No total de jovens entrevistados 45,1% diz já ter sofrido violência psicológica, 44,6% controlo, 23,3 perseguição, 21,2 violência nas redes sociais, 14,9% violência sexual e 12,2% violência física. São números muito altos. "Com a exceção da violência física, nota-se maiores percentagens nos indicadores de vitimação entre jovens que se identificam com o género feminino, quando comparada com o género masculino."

Voltando ao estudo anterior, a discriminação pelo sexo é aquela em que há maior discrepância: entre as mulheres jovens, 34 % referem ter-se sentido discriminadas por serem mulheres, enquanto apenas 6 % dos homens jovens referem ter-se sentido discriminados por serem homens." Também "há mais mulheres do que homens a sentirem-se discriminadas tanto «pela idade» (17 % nelas face a 11 % neles) como «pela orientação sexual» (8 % nelas face a 5 % neles). Quando estas quatro situações são tidas em consideração de forma conjunta, conclui-se que há três vezes mais mulheres do que homens que se defrontaram com uma dupla ou tripla discriminação." O The New Times revelou que Lisa LaFlamme foi despedida da televisão, onde esteve décadas, porque deixou de pintar o cabelo, assumindo a sua melena branca, e lançou debates sobre sexismo e ageism pelo Canadá.

Restam poucas palavras que a evidência dos números não arrume. O feminismo é urgente porque, ao contrário de outras causas da desigualdade socialmente evidentes – o poder dos ricos ou dos brancos – parece que esta está a ser resolvida. Mas não. Veja-se o mundo muçulmano mais radical, se dúvidas houvesse. Apesar de alguns milagres do século XX, o machismo prevalece nas formas mais subtis e perniciosas, e as relações são o seu grande espelho e bandeira: diz-me como namoras, dir-te-ei quem és. As raparigas preferidas não são nem as mais inteligentes, nem as mais independentes, muito menos as mais ousadas, no sentido moderno da palavra.
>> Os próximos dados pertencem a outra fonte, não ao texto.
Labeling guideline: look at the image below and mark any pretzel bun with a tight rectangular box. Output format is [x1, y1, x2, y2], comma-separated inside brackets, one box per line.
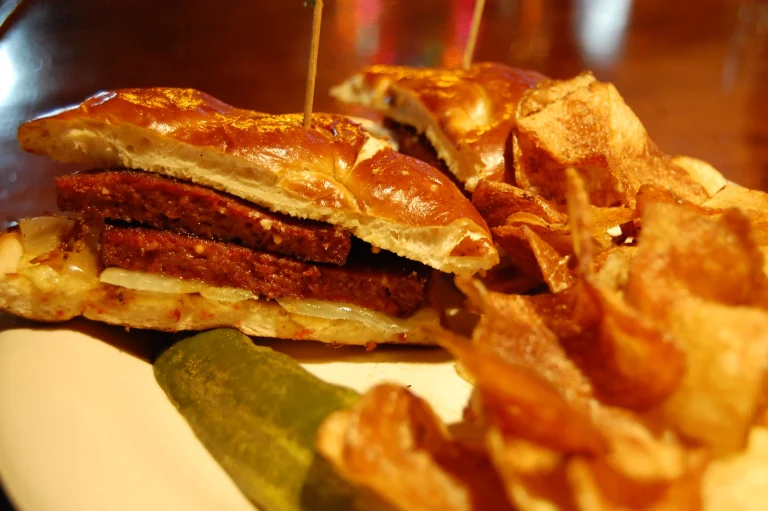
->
[0, 232, 440, 345]
[331, 63, 546, 191]
[19, 88, 498, 273]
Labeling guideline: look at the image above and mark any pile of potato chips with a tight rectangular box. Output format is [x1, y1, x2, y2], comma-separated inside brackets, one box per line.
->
[318, 74, 768, 511]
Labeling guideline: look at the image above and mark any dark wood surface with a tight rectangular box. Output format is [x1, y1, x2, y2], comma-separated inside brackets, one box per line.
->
[0, 0, 768, 228]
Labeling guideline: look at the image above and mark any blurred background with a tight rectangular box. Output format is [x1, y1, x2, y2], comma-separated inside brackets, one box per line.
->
[0, 0, 768, 226]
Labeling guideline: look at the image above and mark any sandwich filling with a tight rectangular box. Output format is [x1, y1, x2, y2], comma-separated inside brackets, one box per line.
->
[56, 170, 431, 318]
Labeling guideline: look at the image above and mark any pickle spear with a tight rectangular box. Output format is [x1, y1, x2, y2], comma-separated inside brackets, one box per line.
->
[154, 329, 361, 511]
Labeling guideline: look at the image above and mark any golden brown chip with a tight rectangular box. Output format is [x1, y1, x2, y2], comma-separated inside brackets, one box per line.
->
[703, 183, 768, 215]
[493, 225, 574, 293]
[567, 452, 705, 511]
[587, 287, 685, 410]
[439, 331, 603, 453]
[317, 384, 512, 511]
[672, 156, 728, 197]
[444, 279, 682, 481]
[513, 74, 709, 207]
[626, 203, 768, 454]
[486, 428, 577, 511]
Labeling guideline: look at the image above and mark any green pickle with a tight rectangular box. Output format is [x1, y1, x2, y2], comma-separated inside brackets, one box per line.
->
[154, 329, 364, 511]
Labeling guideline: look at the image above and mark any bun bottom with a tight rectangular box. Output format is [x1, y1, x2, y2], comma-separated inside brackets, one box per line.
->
[0, 233, 439, 345]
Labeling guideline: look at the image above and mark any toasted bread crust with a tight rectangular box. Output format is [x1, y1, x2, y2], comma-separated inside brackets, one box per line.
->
[0, 232, 439, 345]
[19, 88, 498, 273]
[331, 63, 546, 191]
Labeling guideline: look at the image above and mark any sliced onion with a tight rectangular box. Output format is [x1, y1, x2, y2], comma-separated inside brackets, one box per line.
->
[200, 286, 259, 302]
[99, 268, 258, 302]
[277, 298, 408, 333]
[19, 216, 75, 256]
[99, 268, 206, 294]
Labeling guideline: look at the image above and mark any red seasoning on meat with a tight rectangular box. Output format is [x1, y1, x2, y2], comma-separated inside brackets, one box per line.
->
[101, 225, 429, 317]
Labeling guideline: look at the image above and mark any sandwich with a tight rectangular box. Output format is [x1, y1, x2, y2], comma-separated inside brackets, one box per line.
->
[0, 88, 498, 344]
[331, 63, 546, 192]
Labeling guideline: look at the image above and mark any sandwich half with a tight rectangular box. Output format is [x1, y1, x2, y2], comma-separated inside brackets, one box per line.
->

Helena Bonham Carter disse ao The Times que o colagénio não é a única forma de sexiness, quando "existe o carácter, a diversão, o mischief (uma espécie de travessura maliciosa) e o humor."

Por isso, tenho para mim a máxima que diz: faz à tua volta o que queres ver no mundo. Só recusando os clichés femininos os conseguimos combater. Temos de deixar de ser sempre a sacrificada, a dependente, a produtora, a mais nova. As leis ajudam, mas a mentalidade triunfa. O amor-próprio e a independência de carácter, a inteligência e a personalidade descartam a manipulação que quer mandar ou a dependência que quer ser mandada. Não conseguem sequer fazer de conta. Mas a maioria das raparigas continua a posicionar-se, inconscientemente, num de dois pólos opostos e discriminatórios: as que cuidam e as que são cuidadas. Dá menos trabalho repetir padrões, claro, mas só assim se ganha asas e se isola quem tem a falta de tomates para nos levantar a mão. Mesmo que isso signifique o que se diz, que os homens têm medo das mulheres fortes, isso só é verdade para os que não valem a pena.